1919 COLLEGE FOOTBALL YEAR-IN-REVIEW

It was something that hadn't happened before and today would almost certainly be impossible. But Georgia Baptist pulled off the incredible feat of not only going unbeaten, but also shutout every opponent in doing it. The Gators 1919 campaign:

  • 9/20: Georgia Baptist 33, Camp Logan 0
  • 9/27: Georgia Baptist 41, Bulein 0
  • 10/4: Georgia Baptist 62, Cowpens State 0
  • 10/11: Georgia Baptist 34, Coastal State 0
  • 10/18: Georgia Baptist 24, Bluegrass State 0
  • 10/25: Georgia Baptist 30, Pittsburgh State 0
  • 11/1: Georgia Baptist 30, Central Carolina 0
  • 11/8: Georgia Baptist 17, Lexington State
  • 11/15: Georgia Baptist 17, St. Matthew's 0
  • 11/27: Georgia Baptist 20, Opelika State 0

Amazingly, despite their stellar, spotless record, the East-West Game trustees elected to not invite Georgia Baptist (showing their bias towards teams from the South) and instead invited Dickson. To be fair, Dickson was 9-0 when they were invited, but it was still a minor controversy. Dickson whitewashed Portland State 34-0 to equal Georgia Baptist's won-loss mark, if not their scoreless streak (Dickson allowed a total of 13 points in their 10 games). Alabama Baptist (9-0), Centre (9-0) and Pierpont (9-0) rounded out the unbeatens for schools that played at least nine games. Many schools played a shortened schedule again in 1919, this time due to the ongoing influenza pandemic.

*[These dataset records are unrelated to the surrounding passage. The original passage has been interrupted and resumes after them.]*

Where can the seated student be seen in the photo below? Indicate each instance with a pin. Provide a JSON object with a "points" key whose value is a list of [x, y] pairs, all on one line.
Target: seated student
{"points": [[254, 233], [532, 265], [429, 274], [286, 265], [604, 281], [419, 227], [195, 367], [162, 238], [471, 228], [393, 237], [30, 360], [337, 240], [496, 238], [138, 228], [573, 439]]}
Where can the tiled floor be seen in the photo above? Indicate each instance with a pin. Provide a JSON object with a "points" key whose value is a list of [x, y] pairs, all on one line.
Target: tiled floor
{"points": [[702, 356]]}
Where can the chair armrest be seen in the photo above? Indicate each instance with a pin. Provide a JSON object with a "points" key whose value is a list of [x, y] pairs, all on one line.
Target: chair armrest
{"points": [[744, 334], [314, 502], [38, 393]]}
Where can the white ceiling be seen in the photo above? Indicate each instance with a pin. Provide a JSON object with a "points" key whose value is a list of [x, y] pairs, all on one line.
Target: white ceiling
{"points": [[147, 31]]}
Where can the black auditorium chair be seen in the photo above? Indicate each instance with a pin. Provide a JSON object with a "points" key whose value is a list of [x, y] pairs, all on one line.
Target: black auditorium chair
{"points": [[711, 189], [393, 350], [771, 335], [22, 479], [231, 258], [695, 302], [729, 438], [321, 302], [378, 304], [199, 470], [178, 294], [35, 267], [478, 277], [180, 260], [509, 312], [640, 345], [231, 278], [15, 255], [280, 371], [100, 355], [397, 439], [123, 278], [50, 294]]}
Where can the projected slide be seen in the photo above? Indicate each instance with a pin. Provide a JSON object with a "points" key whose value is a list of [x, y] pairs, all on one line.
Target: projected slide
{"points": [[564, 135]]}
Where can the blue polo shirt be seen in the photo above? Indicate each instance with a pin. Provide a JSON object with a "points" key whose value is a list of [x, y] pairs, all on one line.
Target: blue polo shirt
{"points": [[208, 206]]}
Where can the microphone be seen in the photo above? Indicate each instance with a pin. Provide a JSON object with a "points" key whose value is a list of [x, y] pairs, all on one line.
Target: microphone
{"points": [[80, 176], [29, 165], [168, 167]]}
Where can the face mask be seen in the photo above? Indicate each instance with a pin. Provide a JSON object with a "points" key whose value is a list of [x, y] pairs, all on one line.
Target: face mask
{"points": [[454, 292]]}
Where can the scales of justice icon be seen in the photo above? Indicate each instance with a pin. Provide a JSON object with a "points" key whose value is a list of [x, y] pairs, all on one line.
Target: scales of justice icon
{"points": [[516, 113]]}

The All-American squad was headed up by QB Gus Goldman, the exciting Buchanan standout who returned to school after serving in the Army Signal Corps in France. Another returnee was halfback Eddie Grimes of Central Ohio. Like Goldman, Grimes had been on the 1917 squad and left school to join the Army. Grimes, in an interesting coincidence, became a pilot and flew in the same squadron as James Barrell, the brother of Nobel Jones star Joe Barrell, who would become his team mate as a professional.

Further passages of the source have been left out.